Table 2. Hazardous levels and description

6. Conclusions

Analyzing the testing status of the power battery system for new energy vehicles is an important step in ensuring the performance and safety of the battery system. For battery module and cell testing, the testing standards should be determined based on the overall vehicle development performance, and the testing methods should be improved in combination with the overall vehicle performance, automotive component testing requirements, and the characteristics of the battery itself to ensure the rationality of the testing plan. In terms of analysis of test results, both safety performance testing and non safety performance testing are key components.
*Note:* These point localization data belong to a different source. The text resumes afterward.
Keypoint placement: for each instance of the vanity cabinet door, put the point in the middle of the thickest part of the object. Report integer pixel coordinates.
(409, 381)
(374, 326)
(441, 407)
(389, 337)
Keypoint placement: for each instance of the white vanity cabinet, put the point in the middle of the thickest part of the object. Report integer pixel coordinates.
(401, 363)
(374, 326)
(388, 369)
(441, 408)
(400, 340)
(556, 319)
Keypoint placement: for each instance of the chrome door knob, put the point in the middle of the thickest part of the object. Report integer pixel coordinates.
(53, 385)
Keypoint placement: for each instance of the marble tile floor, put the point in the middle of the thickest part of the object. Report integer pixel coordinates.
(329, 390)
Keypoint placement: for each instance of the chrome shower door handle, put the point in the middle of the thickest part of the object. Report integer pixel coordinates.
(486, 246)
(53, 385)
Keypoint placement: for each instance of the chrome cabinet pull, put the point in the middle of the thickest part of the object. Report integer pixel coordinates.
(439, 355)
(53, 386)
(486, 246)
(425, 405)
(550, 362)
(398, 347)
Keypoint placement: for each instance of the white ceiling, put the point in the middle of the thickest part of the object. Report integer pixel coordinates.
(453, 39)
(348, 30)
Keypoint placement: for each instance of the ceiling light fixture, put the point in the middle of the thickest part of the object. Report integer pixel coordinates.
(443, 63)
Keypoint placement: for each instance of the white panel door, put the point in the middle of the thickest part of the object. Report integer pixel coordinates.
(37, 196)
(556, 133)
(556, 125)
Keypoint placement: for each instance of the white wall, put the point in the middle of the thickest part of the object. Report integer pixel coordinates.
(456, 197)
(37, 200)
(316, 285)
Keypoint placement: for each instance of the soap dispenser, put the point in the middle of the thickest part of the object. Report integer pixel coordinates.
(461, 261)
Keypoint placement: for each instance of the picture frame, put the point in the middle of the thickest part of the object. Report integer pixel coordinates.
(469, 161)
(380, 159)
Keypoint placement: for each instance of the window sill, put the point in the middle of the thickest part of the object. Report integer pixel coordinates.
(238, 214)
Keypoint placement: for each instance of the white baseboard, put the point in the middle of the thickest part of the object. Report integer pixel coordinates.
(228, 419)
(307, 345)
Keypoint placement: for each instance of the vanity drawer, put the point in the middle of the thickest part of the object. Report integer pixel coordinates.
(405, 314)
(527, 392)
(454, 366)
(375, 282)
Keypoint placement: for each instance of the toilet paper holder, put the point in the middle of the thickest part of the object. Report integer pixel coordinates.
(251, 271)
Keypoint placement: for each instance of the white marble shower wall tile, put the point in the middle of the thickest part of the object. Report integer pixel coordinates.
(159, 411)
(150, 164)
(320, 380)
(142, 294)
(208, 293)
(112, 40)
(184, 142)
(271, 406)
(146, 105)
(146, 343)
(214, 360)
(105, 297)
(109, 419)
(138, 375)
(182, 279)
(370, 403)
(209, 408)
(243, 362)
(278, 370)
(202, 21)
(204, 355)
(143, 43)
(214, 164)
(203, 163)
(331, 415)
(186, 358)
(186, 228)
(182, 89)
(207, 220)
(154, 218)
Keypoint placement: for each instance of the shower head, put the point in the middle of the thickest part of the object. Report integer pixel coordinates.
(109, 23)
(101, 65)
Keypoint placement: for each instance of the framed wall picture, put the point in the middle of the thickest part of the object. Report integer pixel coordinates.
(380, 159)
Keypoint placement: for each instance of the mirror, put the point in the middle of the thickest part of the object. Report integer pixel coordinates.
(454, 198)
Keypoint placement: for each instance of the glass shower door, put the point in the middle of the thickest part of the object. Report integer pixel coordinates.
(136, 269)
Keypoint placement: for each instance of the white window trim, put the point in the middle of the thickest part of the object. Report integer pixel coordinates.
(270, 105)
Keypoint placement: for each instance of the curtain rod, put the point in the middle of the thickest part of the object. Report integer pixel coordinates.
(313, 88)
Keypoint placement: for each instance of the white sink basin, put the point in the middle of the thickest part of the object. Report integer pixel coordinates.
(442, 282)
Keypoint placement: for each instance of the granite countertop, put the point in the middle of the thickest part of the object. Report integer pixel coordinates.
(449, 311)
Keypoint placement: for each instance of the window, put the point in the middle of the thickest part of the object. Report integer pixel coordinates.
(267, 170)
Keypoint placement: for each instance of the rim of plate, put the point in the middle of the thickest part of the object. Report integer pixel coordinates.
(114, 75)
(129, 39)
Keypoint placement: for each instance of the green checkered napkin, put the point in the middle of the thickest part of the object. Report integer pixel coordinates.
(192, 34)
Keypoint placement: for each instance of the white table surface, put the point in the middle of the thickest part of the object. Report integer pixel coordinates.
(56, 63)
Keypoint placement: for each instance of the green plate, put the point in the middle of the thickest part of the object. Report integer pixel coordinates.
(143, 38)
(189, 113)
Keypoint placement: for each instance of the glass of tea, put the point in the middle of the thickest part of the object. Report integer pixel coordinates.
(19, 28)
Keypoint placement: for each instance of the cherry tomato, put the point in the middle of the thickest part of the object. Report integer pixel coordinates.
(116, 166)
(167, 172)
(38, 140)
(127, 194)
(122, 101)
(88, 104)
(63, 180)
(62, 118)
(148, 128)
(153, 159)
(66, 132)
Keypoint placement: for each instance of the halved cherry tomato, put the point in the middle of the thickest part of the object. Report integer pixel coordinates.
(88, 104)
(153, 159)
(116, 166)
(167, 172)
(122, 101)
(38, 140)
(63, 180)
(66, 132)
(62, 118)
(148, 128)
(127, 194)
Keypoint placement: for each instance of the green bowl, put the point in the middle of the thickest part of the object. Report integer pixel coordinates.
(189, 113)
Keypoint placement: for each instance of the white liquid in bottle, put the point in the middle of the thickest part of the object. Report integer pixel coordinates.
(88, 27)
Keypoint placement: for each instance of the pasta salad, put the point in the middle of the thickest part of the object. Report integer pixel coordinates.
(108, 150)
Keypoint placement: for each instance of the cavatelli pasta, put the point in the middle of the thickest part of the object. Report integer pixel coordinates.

Safety performance testing needs to be completed in extreme environments, and a safety evaluation plan should be established to comprehensively evaluate the safety performance of the battery system's assemblies, modules, and cells, in order to improve the effectiveness of the testing work. Non safety performance testing should meet the needs of vehicle development, taking into account factors such as power system, capacity system, service life standards, as well as mechanical performance testing, to ensure the stability of battery system operation and the rationality of automotive component testing. Through effective detection and analysis, the safety, reliability, performance stability, and service life of new energy vehicle power battery systems can be ensured, thereby promoting the sustainable development of new energy vehicles. However, in practical applications, further research and standard development are needed to continuously improve the performance and safety of battery systems, and promote further breakthroughs and innovations in new energy vehicle technology.